How was FDR's image constructed—by himself and others—as such a powerful icon in American memory?
In polls of historians and political scientists, Franklin Delano Roosevelt consistently ranks among the top three American presidents. Roosevelt enjoyed an enormous political and cultural reach, one that stretched past his presidency and across the world. A grand narrative of Roosevelt's crucial role in the twentieth century persists: the notion that American ideology, embodied by FDR, overcame the Depression and won World War II, while fascism, communism, and imperialism—and their ignoble figureheads—fought one another to death in Europe. This grand narrative is flawed and problematic, legitimizing the United States's cultural, diplomatic, and military role in the world order, but it has meant that FDR continues to loom large in American culture.

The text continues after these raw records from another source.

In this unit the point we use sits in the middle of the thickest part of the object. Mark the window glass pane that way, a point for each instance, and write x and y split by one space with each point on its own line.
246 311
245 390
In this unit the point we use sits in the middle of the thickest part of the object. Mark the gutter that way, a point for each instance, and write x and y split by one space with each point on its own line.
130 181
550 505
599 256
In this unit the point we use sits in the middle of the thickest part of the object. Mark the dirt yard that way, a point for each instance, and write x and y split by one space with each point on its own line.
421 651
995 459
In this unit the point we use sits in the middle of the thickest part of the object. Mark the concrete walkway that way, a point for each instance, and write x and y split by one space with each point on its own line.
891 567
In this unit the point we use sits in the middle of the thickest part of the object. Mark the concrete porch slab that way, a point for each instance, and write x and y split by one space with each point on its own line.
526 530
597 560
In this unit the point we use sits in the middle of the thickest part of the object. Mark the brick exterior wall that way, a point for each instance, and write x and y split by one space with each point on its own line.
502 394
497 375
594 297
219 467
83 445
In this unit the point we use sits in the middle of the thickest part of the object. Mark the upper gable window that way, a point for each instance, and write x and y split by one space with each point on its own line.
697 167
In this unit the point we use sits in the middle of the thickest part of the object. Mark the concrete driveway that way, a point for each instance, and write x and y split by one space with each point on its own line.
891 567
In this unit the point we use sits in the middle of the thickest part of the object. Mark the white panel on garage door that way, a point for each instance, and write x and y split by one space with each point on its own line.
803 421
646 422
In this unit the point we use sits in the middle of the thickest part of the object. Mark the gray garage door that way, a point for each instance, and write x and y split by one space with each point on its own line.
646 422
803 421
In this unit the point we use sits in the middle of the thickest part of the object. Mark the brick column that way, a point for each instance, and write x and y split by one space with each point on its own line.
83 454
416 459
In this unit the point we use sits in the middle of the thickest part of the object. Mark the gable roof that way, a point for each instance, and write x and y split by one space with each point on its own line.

In FDR in American Memory, Sara Polak analyzes Roosevelt's construction as a cultural icon in American memory from two perspectives. First, she examines him as a historical leader, one who carefully and intentionally built his public image. Focusing on FDR's use of media and his negotiation of the world as a disabled person, she shows how he consistently aligned himself with modernity and future-proof narratives and modes of rhetoric. Second, Polak looks at portrayals and negotiations of the FDR icon in cultural memory from the vantage point of the early twenty-first century. Drawing on recent and well-known cultural artifacts—including novels, movies, documentaries, popular biographies, museums, and memorials—she demonstrates how FDR positioned himself as a rhetorically modern and powerful but ideologically almost empty container. That deliberate positioning, Polak writes, continues to allow almost any narrative to adopt him as a relevant historical example even now.
As a study of presidential image-fashioning, FDR in American Memory will be of immediate relevance to present-day readers.